Pope Pius XII.jpgThe canonization process for the wartime pontiff is an ongoing source of drama–and tension.

The latest dust-up concerns remarks by Fr. Peter Gumpel, the Jesuit promoter for Pius’ cause for sainthood, who blamed Jewish pressure for the delay in the controversial pope’s beatification. As the CNS story has it:

Speaking at a Vatican bookstore in Rome June 19, Father Gumpel said Pope Benedict has not signed the decree recognizing the heroic virtues of Pope Pius XII because representatives of several Jewish groups have told him “loud and clear” that “if you do the least thing in favor of the cause of Pius XII, relations between the Catholic Church and the Jews are definitively and permanently compromised.”

The Vatican quickly tried to distance itself from Gumpel’s statements, as Jesuit Father Federico Lombardi, the Vatican spokesman, said that “signing the decrees regarding beatifications are the exclusive competence of the pope, who must be left totally free in his evaluations and decisions.”

“If the pope thinks that more study and reflection on the cause of Pius XII is required,” the statement continued, according to CNS, “this position must be respected without unjustified and inopportune interference.”

But as Father Gumpel said, “Sooner or later, the beatification and then the canonization will go through.”

For a more modulated view of Pius XII–and from the Jewish side–read Michael Paulson’s interview in the Globe with Mordechay Lewy, the Israeli ambassador to the Holy See, who spoke at Boston College last week. Lewy addressed many issues, but I think his comments on Pius get it as right as possible:

Q: Does Israel have a role to play in the canonization of Pius XII?

A: Canonization is not our concern. We don’t believe in beatification. What concerns us is the historical role of Pius XII. This is a real issue which has been, to my mind, deliberately, but still mistakenly, combined with the matter.

Q: Do you have a position on Pius XII’s historic role?
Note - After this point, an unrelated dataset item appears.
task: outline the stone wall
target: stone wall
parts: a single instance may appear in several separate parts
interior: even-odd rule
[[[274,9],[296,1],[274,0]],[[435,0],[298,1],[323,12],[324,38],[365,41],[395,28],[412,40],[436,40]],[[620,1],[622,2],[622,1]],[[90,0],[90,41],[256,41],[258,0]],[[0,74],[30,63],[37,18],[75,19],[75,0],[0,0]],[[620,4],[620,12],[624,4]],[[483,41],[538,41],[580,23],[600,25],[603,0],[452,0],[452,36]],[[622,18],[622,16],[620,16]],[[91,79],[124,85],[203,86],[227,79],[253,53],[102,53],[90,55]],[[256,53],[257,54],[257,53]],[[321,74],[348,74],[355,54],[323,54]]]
A: Historically speaking, I think he was neither a hero nor a villain. It is probably the right thing to think of a more balanced view of him. The problem is that we are looking at him through the filter of a post-conciliar church. He is definitely a protagonist of the pre-conciliar church, and the pre-conciliar church has, as its main assignment, to seek all possible means to salvation for its own flock. He is not a pope for the Jews; he is not a pope for the Mohammedans; he is not a pope for everyone who was not Catholic. ‘My main task is to save the souls of the Catholic Church.’ This is why he did a concordat with the Germans. He didn’t make a concordat because he was Hitler’s pope. This is a mistaken concept. He did it in order to survive, to make it happen that the church can survive a godless regime. This was the term that they used. He tried also to make a concordat with the Soviet Union, but the Russian Orthodox Church didn’t like this idea. It is wrong to look for any affinity between him and the Nazis.

It is also wrong to say that he didn’t save Jews. Everybody who knows the history of those who were saved among Roman Jewry knows that they hid in the church, they hid in Roman monasteries, in the Vatican itself people were hidden. To look for written evidence, an order of the pope, well…this is odd. This is not how it works.
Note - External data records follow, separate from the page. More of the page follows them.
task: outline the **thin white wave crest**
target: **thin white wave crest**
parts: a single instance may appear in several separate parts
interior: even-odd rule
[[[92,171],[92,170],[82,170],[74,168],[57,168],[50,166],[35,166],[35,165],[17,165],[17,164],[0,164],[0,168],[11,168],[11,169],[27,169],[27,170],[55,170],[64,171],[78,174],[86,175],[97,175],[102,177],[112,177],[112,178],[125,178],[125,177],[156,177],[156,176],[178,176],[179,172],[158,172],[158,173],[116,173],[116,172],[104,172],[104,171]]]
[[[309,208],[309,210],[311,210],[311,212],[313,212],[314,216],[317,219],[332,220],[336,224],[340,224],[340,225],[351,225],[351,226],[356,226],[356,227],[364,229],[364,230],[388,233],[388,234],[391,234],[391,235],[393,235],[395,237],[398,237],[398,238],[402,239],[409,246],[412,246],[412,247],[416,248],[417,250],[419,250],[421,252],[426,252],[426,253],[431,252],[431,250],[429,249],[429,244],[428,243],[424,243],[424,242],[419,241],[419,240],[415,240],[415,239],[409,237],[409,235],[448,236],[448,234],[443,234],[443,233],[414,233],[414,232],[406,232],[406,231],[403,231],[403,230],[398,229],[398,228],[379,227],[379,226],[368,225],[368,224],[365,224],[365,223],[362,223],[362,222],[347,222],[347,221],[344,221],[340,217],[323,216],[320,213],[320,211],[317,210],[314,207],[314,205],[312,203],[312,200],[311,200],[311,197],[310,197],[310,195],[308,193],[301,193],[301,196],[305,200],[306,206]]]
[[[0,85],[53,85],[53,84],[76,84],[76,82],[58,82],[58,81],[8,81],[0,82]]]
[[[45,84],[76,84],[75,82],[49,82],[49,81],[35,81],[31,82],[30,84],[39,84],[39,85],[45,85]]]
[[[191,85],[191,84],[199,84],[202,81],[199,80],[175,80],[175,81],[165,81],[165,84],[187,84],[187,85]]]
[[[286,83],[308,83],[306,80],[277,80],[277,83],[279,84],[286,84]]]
Q: So I hear you explaining why he was not a villain. Why was he not a hero?

A: He was very, very timid. He was a diplomat. This is why the curia is very much advocating for him as a saint. He was brought up politically by Benedict XV, who was the protagonist of neutrality during the First World War, wanting to keep up relations with everyone in order to get involved in mediation, humanitarian aid, good things. This is the concept with which Pius XII, as a pupil of Benedict XV, approached the Second World War. He misread, completely, the situation. He can not be blamed for it. He was who he was, with shortcomings. To be neutral meant for him to be quiet, to rely on quiet diplomacy. The main argument is why he was silent, not why he didn’t help. And by the way, after the war, he was silent as well. If we take the whole tenure, before the war and after the war, he was silent all the time. He never spoke up. He was saying…the church was victim of those regimes. With that mindset, there’s not much space to have a place to have another victim, if you feel yourself a victim. And, by the way, that’s our problem in the Middle East.